One of my colleagues had a problem with content management. I’ve changed the underlying scenario but the principle is the same.
Is there a way to require that someone other than the author of a proposal sign off before the proposal tracking system accepts it? We had an issue where somebody wrote up a proposal, and due to a miscommunication, the proposal coordinator thought the proposal was ready and submitted it prematurely. This happened to another team in our group, and we want to make sure we don’t make the same mistake.
Another colleague explained:
This is a people problem, not a technology problem. One way to work around it is to tell the proposal coordinator, “Don’t submit the proposal until I sent you email that says it’s okay to submit the proposal.”
I agree that this was a people problem, but the offered solution suffers from the same miscommunication problem as the original. The proposal coordinator might ask, “Is the proposal ready?” and the author responds, “It’ll be ready tomorrow.” The next morning, the proposal coordinator submits the proposal assuming that the author’s response meant “Submit it tomorrow,” when the author actually meant “You will get an email message from me tomorrow when it’s ready.” My colleague responded that the technique still has a single point of failure: An error by one person (the proposal coordinator or the proposal author—you decide who is at fault) results in the proposal to be submitted prematurely. We want to make sure two people sign off on the proposal before it is submitted. I proposed a method popularized by Henry Ford: The assembly line.
- Author writes proposal. Places proposal in Location 1.
- Proposal is reviewed by reviewer A. When it passes review, it is moved to Location 2.

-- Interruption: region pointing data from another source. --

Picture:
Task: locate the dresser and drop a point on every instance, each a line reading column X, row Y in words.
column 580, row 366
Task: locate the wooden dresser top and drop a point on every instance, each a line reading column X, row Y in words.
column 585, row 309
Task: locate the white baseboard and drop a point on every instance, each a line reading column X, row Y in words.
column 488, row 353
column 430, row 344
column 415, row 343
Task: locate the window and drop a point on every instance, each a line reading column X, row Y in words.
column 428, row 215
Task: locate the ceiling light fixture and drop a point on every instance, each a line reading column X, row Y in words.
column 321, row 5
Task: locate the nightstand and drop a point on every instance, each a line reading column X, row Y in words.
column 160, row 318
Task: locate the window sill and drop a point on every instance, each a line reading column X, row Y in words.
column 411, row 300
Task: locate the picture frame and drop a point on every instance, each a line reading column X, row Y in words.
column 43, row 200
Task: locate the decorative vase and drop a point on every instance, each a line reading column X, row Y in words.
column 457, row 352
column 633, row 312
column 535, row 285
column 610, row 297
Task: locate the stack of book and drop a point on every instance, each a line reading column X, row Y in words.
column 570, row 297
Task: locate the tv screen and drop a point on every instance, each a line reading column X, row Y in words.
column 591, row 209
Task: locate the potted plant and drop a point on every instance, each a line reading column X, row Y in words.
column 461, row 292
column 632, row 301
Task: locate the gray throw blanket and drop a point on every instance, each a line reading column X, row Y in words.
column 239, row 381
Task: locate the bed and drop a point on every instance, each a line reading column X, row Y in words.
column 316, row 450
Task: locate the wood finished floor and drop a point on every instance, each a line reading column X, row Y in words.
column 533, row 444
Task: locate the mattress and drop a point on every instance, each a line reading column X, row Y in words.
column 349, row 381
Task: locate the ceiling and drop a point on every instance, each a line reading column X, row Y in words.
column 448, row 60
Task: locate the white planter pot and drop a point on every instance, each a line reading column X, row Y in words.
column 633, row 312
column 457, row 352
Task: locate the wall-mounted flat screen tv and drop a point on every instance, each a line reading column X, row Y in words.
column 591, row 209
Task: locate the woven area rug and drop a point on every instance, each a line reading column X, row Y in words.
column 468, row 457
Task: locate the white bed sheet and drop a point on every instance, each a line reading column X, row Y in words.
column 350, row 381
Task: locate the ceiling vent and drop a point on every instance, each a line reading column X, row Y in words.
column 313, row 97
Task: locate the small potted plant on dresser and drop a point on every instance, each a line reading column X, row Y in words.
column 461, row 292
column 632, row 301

- Proposal is reviewed by reviewer B. When it passes review, it is moved to Location 3.
- Proposal coordinator picks up proposals from Location 3 and submits them.

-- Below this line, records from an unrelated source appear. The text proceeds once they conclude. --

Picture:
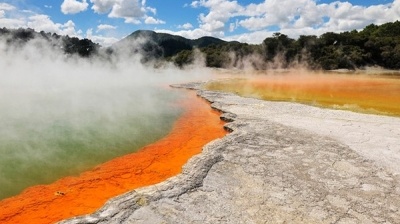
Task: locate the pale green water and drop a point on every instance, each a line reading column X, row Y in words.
column 48, row 135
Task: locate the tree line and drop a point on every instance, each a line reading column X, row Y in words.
column 375, row 45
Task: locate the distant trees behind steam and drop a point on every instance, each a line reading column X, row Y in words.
column 373, row 46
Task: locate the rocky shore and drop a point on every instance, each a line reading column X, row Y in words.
column 281, row 163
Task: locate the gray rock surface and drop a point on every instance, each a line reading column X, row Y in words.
column 263, row 172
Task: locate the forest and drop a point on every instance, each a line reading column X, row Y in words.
column 375, row 45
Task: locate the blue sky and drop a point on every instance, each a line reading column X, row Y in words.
column 106, row 21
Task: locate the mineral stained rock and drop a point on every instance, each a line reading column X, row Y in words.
column 264, row 172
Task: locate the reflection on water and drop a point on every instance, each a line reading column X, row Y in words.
column 46, row 136
column 356, row 92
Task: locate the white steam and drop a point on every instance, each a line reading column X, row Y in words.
column 61, row 114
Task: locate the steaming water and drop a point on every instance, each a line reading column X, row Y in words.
column 60, row 116
column 45, row 136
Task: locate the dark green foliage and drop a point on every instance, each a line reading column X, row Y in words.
column 375, row 45
column 71, row 45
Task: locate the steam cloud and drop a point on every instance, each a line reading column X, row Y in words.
column 62, row 114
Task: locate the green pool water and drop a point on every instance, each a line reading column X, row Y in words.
column 49, row 134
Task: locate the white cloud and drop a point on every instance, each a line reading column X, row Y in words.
column 185, row 26
column 100, row 39
column 291, row 17
column 151, row 20
column 127, row 9
column 105, row 27
column 6, row 7
column 73, row 6
column 133, row 11
column 102, row 6
column 44, row 23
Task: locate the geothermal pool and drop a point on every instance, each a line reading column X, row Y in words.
column 358, row 92
column 46, row 136
column 72, row 196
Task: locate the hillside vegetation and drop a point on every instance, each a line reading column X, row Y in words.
column 375, row 45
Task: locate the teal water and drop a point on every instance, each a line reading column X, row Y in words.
column 47, row 134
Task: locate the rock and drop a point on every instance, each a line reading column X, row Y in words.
column 263, row 172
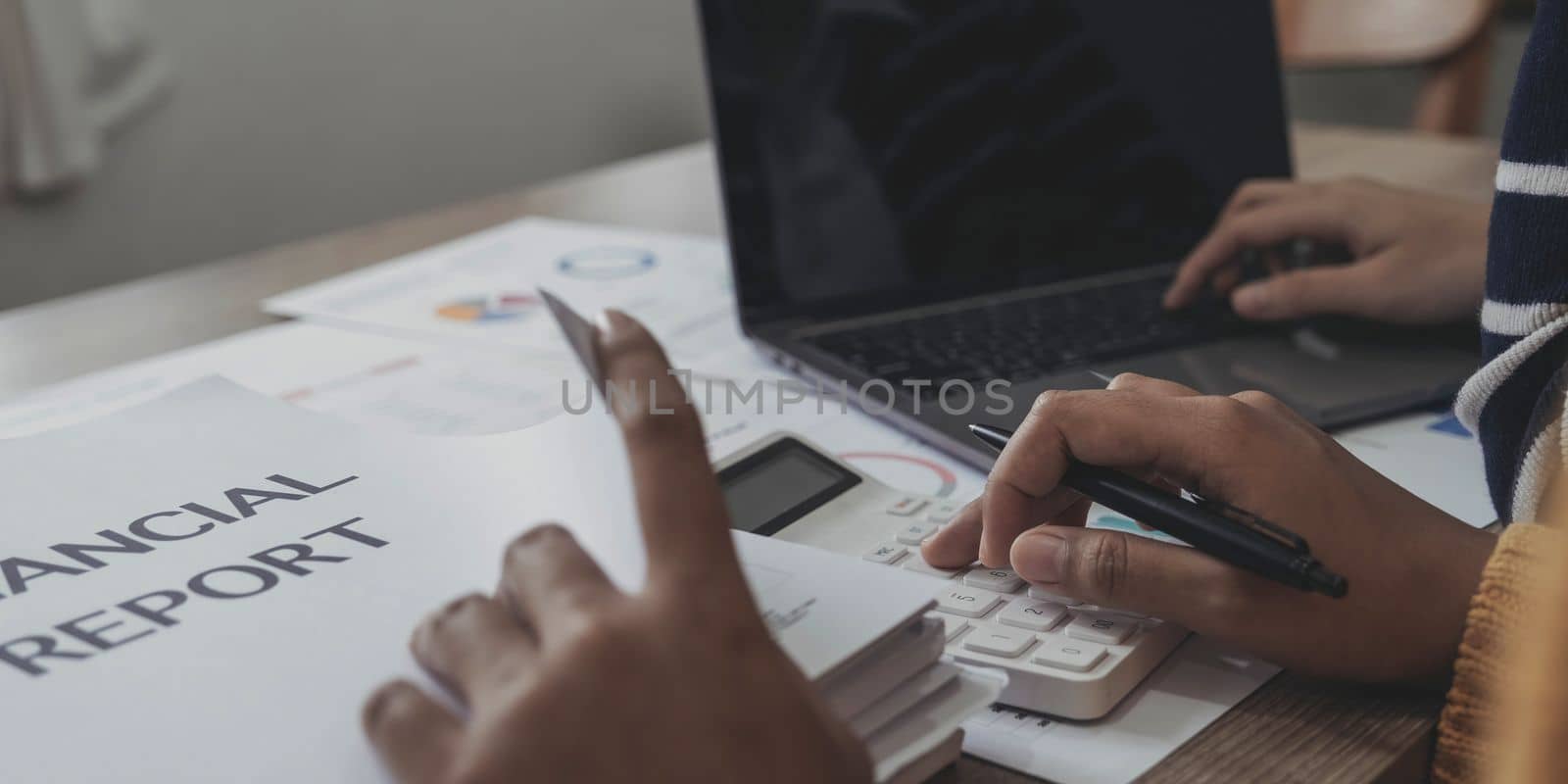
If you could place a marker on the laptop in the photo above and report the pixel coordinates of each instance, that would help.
(933, 195)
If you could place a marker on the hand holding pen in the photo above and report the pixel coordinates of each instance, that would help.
(1251, 452)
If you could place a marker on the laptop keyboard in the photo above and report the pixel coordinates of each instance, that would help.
(1026, 339)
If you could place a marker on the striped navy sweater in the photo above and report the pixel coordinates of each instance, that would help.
(1515, 400)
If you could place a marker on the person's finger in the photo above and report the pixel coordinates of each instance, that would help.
(474, 647)
(553, 584)
(413, 734)
(1341, 289)
(1258, 192)
(956, 543)
(1319, 219)
(1145, 435)
(678, 499)
(1133, 572)
(1150, 386)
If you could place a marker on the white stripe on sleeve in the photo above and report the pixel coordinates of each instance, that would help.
(1533, 179)
(1518, 320)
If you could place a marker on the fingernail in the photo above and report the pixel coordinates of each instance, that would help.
(1250, 298)
(1040, 557)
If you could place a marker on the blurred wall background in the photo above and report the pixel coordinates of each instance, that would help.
(292, 118)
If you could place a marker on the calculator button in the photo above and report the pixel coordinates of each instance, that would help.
(1000, 580)
(1070, 655)
(1047, 596)
(1105, 629)
(969, 603)
(916, 532)
(1027, 613)
(951, 626)
(886, 554)
(1000, 642)
(914, 564)
(943, 514)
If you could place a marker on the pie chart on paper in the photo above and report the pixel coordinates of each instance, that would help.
(490, 310)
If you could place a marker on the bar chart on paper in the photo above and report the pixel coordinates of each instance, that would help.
(480, 289)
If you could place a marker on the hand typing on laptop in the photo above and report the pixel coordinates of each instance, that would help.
(1418, 258)
(1411, 568)
(569, 679)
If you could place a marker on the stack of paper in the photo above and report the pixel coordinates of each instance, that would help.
(157, 611)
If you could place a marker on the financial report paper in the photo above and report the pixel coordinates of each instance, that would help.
(162, 616)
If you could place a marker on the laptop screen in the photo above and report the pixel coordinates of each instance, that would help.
(880, 154)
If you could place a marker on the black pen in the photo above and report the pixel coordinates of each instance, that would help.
(1220, 530)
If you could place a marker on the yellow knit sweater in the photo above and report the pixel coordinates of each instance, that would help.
(1505, 612)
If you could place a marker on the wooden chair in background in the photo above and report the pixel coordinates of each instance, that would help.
(1452, 38)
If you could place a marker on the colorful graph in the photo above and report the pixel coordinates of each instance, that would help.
(896, 470)
(1117, 522)
(1450, 427)
(490, 310)
(608, 264)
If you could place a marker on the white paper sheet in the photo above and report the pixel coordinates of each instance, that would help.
(267, 687)
(372, 380)
(1431, 455)
(482, 289)
(1192, 689)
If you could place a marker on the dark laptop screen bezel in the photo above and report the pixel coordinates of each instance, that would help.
(1267, 110)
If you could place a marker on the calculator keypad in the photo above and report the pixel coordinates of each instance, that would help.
(1000, 642)
(1070, 655)
(1000, 580)
(1034, 615)
(969, 603)
(996, 613)
(914, 533)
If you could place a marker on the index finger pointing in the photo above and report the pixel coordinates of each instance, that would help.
(686, 525)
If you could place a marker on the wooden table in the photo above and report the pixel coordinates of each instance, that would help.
(1293, 729)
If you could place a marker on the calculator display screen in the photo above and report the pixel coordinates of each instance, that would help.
(781, 485)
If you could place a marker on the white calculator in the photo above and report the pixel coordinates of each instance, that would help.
(1062, 658)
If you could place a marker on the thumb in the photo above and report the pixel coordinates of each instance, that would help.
(1121, 571)
(1306, 292)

With this scheme, every proposal must be approved by both reviewer A and reviewer B. If reviewer A fails to approve the proposal, then it remains in location 1. If reviewer B fails to approve the proposal, then it remains in location 2.
This is another one of those simple low-tech solutions: Instead of putting all proposals (complete and incomplete) in one location, the location of the proposal represents its approval state.
Of course, you can add more bells and whistles to this technique. For example, you can allow reviews in parallel by having Location 1 mean “unapproved”, Location 2a mean “approved by reviewer A only”, Location 2b mean “approved by reviewer B only”, and Location 3 mean “approved by both reviewers.” I’m sure you can come up with other tweaks. (I’m assuming that the proposal file format doesn’t support custom fields like “signed off by”.)